Note that there are N*K intervals, where ‘N’ is the number of problem setters and ‘K’ is the maximum number of intervals in the schedule of any setter. Since each interval can be represented by only 2 integers, thus we will have at most 2*N*K integers representing intervals in which at least problem setter is working, Similarly we will have 2*N*K integers intervals in which some problem setter is not working (interval between two working intervals is a free interval for a problem setter), Thus overall we will have at max 4*N*K+2 integers representing busy or free intervals of problem setters. (We also include 0 and 10^8 ), So we can map all these integers to some unique integer between 0 to 4*N*K+2. To do this we will first create a list consisting of all these integers and then sort this list in non-decreasing order. After this, we will map each of these integers to some smaller integers such that their relative magnitude will remain the same, and replace all the intervals in the schedule using these mapped values. This technique is called coordinate compression.
After coordinate compression, let say that the maximum integer in intervals is ‘M’, clearly M <= 4*N*K+2, We will then create an integer array of size ‘M’+1, let's name it busySetters, such that busySetters[t] will give a number of Problem Setters that are busy at a time ‘t’. Note ‘t’ will be a compressed value.
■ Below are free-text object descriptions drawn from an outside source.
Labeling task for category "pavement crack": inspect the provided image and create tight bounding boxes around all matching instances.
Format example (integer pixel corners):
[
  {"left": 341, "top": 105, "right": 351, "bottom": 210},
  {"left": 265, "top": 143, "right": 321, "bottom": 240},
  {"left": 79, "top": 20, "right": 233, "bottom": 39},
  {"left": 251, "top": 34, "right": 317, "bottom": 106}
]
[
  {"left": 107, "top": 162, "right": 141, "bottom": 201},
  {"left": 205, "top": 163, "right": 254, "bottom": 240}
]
Initially, we fill this array with 0.
After that, we iterate over all the intervals in schedules of each of the problem setters and for each interval [x, y] we will increment all the indexes between [x, y] by ‘1’ as one more problem setter is busy at these times. We can do it efficiently by only incrementing busySetters[x] by 1 and decrement busySetters[y+1] by 1 for each interval [x, y]. The number of Problem Setters that are busy at any time ‘t’ will be the sum of first ‘t’ integers in busySetters. This technique is also known as a difference array.
Clearly, all setters are free at time ‘t’, if busySetters[t] = 0, Lastly we will combine consecutive free times in intervals.
Algorithm
- Create a list ‘coordinates’ and insert all those integers that are used to represent all the intervals (both where the problem setter is working or the problem setter is free).
- Sort the list ‘coordinates’ and remove duplicates.
- Create a HashMap and insert all integers present in array coordinates mapped with their index in the array coordinates.
- Replace all the intervals in the schedule of each of the ‘N’ problem using the mapped value of the integers representing them
- Create an array ‘busySetters’ of size coordinates.length+1.
- Run a loop where ‘i’ ranges from 0 to N-1 and do the following.
- Iterate over all the intervals present in the schedule of setter with id ‘i’, and for each interval [x, y] increment busySetters[x] by 1 and decrement busySetters[y+1] by 1.
- Run a loop where ‘i’ ranges from 1 to coordinates.length+1 and do busySetters[i] += busySetters[i-1].
- Create a list of integers ‘result’.
- Run a loop where ‘i’ ranges from 0 to coordinates.length and if busySetter[i] = 0 and (busySetter[i-1] != 0 or i = 0), then insert ‘i’ in result as it implies a new interval is started, similarly, if busySetter[i] = 0 and (busySetter[i+1] = 0 or i+1 = coordinates.length), then insert ‘i’ in result as it indicate ending of an interval.
- Replace each integer ‘x’ in the array ‘result’ with ‘coordinates[x]’.
- Return ‘result’.